Daniel leaves a letter under Sylvia's door echoing Captain Wentworth's confession from Persuasion: He wants to come home and writes, "in my heart it's always been you." Sylvia reads and rereads the letter, watching her feelings shift. At the final meeting on Sylvia's deck, Allegra gives her mother a birthday gift: a repainted Magic 8-Ball labeled "Ask Austen," containing Austen quotations as answers. Jocelyn turns to Grigg and tells him she read the Le Guin novels and loved them. Their conversation becomes intimate but remains about books. Daniel appears at the door holding a copy of Persuasion and says it is "all about second chances." Jocelyn protests he is not in the club; Daniel replies he will read every Austen novel: "Whatever it takes." Sylvia shakes the ball, and Jocelyn asks what the answer means. "It means he can stay," Sylvia says, and Jocelyn's face shows a flash of relief.

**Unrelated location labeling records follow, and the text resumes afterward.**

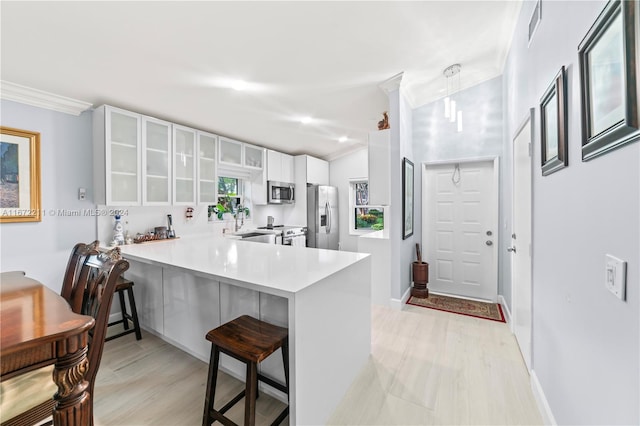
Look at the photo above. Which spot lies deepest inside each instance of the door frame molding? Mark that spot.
(529, 119)
(495, 159)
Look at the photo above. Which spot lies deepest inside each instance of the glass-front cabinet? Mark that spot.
(184, 165)
(207, 183)
(122, 153)
(156, 162)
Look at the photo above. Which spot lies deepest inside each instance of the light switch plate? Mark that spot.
(616, 276)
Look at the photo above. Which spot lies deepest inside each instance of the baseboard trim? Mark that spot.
(399, 304)
(541, 400)
(506, 311)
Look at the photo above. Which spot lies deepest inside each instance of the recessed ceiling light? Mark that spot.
(239, 85)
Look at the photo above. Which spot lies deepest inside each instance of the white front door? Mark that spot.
(521, 241)
(460, 228)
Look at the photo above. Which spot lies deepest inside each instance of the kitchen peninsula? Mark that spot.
(187, 286)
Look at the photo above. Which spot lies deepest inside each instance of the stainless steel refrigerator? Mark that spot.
(322, 217)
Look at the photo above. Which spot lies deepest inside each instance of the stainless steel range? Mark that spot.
(294, 236)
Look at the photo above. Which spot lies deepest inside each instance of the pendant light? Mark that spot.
(452, 110)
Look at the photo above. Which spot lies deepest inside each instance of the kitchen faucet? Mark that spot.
(239, 210)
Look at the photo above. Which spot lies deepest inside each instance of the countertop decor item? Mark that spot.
(384, 123)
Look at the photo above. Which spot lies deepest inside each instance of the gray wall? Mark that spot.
(42, 248)
(586, 342)
(341, 170)
(436, 139)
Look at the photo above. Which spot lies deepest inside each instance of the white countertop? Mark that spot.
(276, 268)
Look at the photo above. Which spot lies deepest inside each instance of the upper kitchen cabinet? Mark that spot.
(240, 155)
(253, 157)
(231, 153)
(279, 167)
(117, 143)
(379, 168)
(156, 161)
(184, 165)
(207, 180)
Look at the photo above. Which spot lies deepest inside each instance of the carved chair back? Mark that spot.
(92, 295)
(76, 260)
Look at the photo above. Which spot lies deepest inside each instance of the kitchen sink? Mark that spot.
(257, 237)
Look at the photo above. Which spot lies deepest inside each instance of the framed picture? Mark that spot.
(553, 119)
(608, 80)
(19, 176)
(407, 198)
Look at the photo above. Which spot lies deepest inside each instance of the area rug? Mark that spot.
(472, 308)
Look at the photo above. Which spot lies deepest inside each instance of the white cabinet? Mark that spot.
(240, 155)
(379, 168)
(279, 167)
(156, 161)
(253, 157)
(184, 165)
(317, 171)
(117, 145)
(207, 177)
(230, 153)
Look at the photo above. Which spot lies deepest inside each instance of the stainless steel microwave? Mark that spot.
(280, 193)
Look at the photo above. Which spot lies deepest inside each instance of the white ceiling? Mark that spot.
(173, 60)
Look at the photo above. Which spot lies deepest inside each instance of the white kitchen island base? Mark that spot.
(186, 287)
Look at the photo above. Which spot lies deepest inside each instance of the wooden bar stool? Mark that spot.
(248, 340)
(123, 285)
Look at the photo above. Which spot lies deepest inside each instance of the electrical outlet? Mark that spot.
(616, 276)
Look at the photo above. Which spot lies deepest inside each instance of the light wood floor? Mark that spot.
(427, 367)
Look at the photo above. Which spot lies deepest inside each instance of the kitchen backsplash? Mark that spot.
(142, 219)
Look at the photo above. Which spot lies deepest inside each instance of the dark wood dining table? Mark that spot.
(38, 328)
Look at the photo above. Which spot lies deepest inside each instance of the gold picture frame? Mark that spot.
(19, 176)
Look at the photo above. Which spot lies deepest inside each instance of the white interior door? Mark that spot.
(460, 228)
(521, 241)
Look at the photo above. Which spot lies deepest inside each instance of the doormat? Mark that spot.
(472, 308)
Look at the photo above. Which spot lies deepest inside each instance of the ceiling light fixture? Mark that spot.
(239, 85)
(450, 111)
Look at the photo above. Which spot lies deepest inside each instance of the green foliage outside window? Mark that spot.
(369, 219)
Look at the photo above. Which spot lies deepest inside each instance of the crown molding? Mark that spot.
(39, 98)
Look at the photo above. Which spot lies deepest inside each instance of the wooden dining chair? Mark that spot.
(91, 293)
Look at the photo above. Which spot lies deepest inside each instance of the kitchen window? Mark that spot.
(364, 217)
(230, 195)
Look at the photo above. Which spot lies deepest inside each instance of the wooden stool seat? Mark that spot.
(124, 285)
(248, 340)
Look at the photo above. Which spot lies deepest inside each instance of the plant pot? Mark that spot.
(420, 274)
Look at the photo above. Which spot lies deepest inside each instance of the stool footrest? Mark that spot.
(233, 402)
(272, 383)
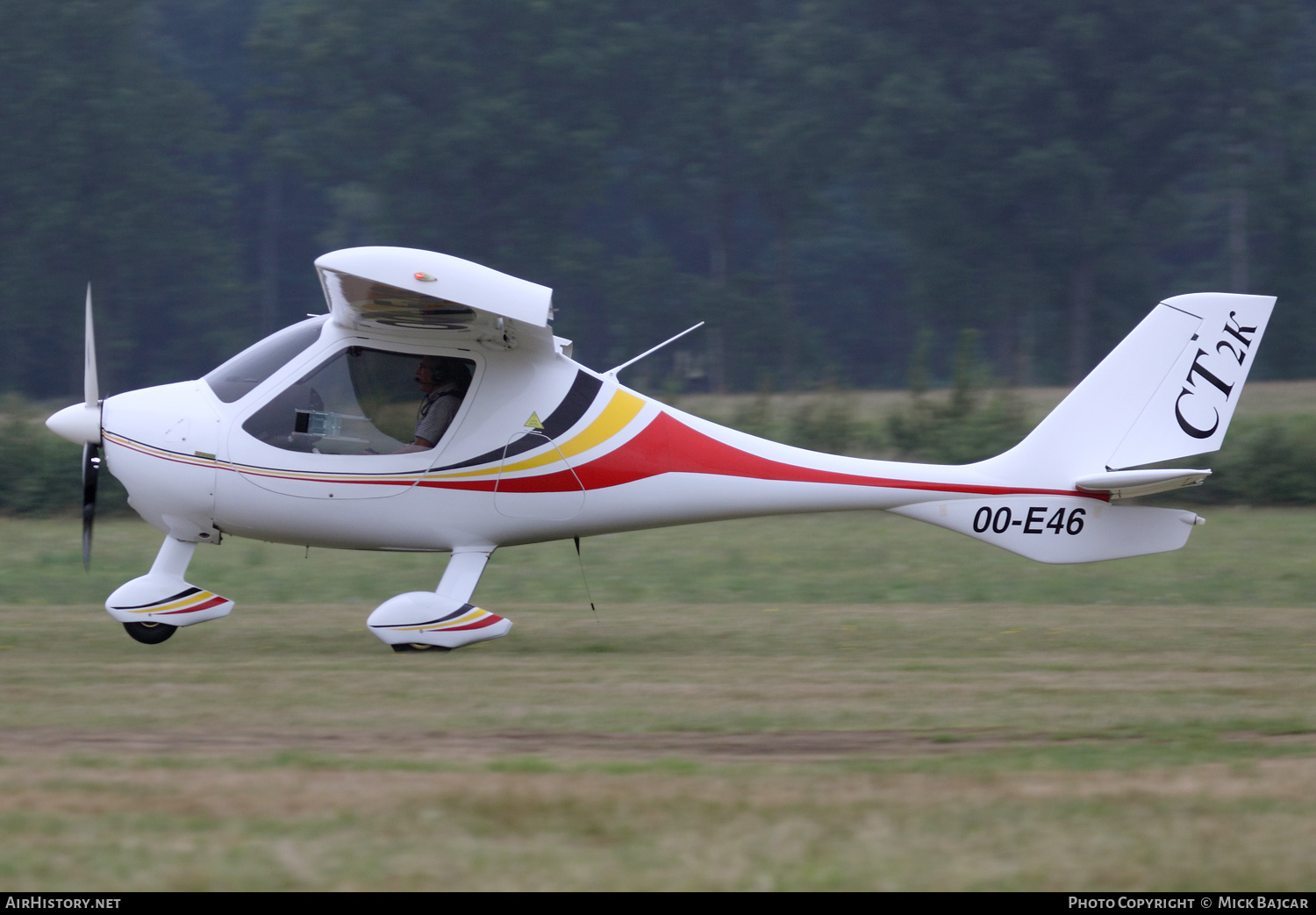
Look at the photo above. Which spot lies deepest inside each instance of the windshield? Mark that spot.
(244, 371)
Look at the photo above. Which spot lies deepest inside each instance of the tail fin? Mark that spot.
(1168, 390)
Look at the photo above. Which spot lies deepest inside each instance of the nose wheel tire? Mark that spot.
(150, 633)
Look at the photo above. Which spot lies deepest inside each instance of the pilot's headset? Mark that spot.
(447, 371)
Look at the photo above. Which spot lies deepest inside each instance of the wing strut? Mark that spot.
(613, 371)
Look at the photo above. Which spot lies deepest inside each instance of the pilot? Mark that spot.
(444, 383)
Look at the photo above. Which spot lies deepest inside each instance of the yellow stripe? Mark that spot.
(623, 408)
(184, 602)
(474, 615)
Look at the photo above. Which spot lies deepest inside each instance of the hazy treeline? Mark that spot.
(832, 184)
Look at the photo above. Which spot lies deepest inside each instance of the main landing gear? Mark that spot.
(154, 606)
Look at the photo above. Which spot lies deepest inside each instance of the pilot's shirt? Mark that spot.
(437, 412)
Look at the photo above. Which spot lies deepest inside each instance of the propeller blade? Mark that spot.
(91, 390)
(91, 470)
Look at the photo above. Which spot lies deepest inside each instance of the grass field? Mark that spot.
(821, 702)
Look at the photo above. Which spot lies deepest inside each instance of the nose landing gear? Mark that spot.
(150, 633)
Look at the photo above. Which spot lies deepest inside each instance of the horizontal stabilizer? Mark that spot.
(1128, 483)
(1060, 528)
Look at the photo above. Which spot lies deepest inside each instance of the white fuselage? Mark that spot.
(612, 460)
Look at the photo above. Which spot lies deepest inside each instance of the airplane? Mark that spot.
(432, 408)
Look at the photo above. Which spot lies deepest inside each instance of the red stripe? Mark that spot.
(666, 445)
(491, 620)
(192, 610)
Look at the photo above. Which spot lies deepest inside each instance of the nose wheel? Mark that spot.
(150, 633)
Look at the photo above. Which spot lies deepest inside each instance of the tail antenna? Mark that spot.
(584, 580)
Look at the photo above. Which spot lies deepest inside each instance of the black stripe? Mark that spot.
(455, 612)
(181, 594)
(584, 389)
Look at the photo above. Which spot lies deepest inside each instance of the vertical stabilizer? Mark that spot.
(1168, 390)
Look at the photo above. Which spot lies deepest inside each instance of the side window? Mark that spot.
(366, 402)
(244, 371)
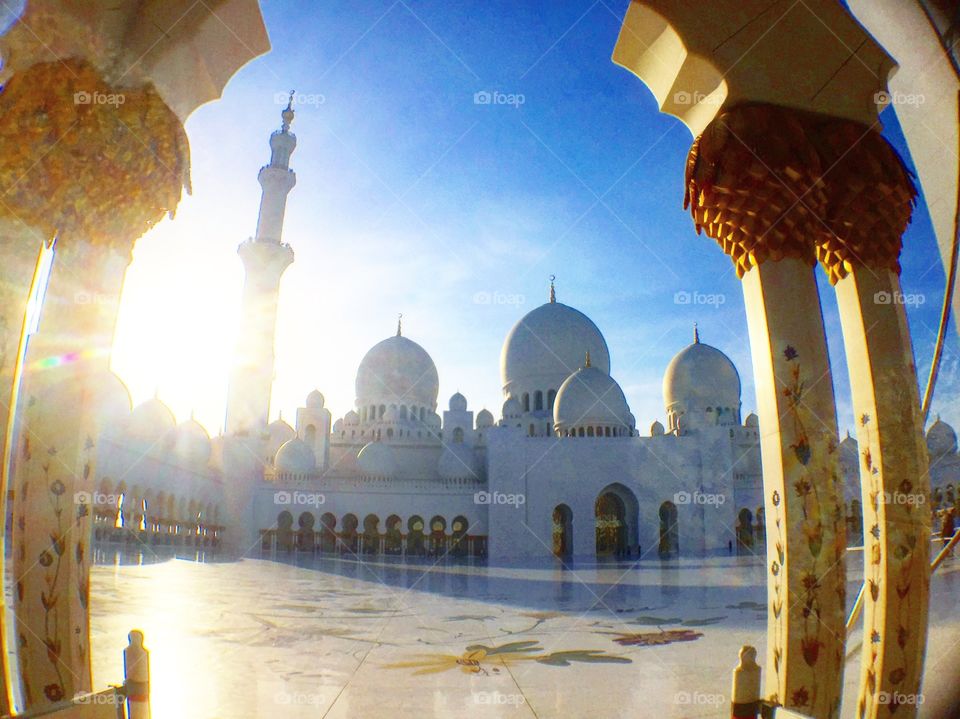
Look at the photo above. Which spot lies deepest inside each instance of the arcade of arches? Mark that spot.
(347, 535)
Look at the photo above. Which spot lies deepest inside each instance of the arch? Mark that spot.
(615, 516)
(669, 531)
(328, 532)
(285, 530)
(371, 534)
(438, 536)
(305, 535)
(458, 540)
(744, 531)
(393, 538)
(562, 531)
(415, 536)
(348, 533)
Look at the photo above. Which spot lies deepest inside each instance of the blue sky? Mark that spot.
(412, 198)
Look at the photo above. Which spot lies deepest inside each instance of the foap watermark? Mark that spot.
(83, 297)
(498, 699)
(495, 97)
(99, 98)
(484, 497)
(300, 99)
(899, 699)
(298, 499)
(882, 99)
(498, 298)
(297, 699)
(909, 499)
(105, 698)
(699, 699)
(682, 97)
(899, 298)
(700, 498)
(699, 298)
(96, 499)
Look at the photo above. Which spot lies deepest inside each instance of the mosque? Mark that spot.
(564, 471)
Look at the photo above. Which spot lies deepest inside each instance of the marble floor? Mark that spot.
(341, 638)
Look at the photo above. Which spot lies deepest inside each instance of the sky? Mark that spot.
(414, 198)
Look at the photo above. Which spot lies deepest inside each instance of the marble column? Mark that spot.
(66, 371)
(752, 184)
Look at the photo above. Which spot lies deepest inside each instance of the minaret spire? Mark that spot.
(265, 258)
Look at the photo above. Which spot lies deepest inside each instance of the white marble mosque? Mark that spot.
(564, 470)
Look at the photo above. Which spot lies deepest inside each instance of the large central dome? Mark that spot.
(548, 345)
(397, 371)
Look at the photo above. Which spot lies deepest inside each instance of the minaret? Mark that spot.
(264, 260)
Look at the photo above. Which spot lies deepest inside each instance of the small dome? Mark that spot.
(941, 439)
(150, 421)
(701, 378)
(191, 443)
(278, 432)
(458, 462)
(546, 346)
(590, 398)
(512, 409)
(295, 457)
(397, 371)
(377, 460)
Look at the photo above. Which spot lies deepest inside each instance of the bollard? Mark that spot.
(136, 667)
(745, 697)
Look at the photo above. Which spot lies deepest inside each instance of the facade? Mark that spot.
(563, 471)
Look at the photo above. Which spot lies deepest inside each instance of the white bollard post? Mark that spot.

In a brief epilogue set in November, the group meets one last time. Bernadette has married a Costa Rican plantation owner she met on a birding trip and is moving abroad. Grigg and Jocelyn have returned from a fantasy convention together. Daniel has moved back home with Sylvia. Allegra has reunited with Corinne, though the group is skeptical. The Ask Austen ball delivers a final answer: "The mere habit of learning to love is the thing."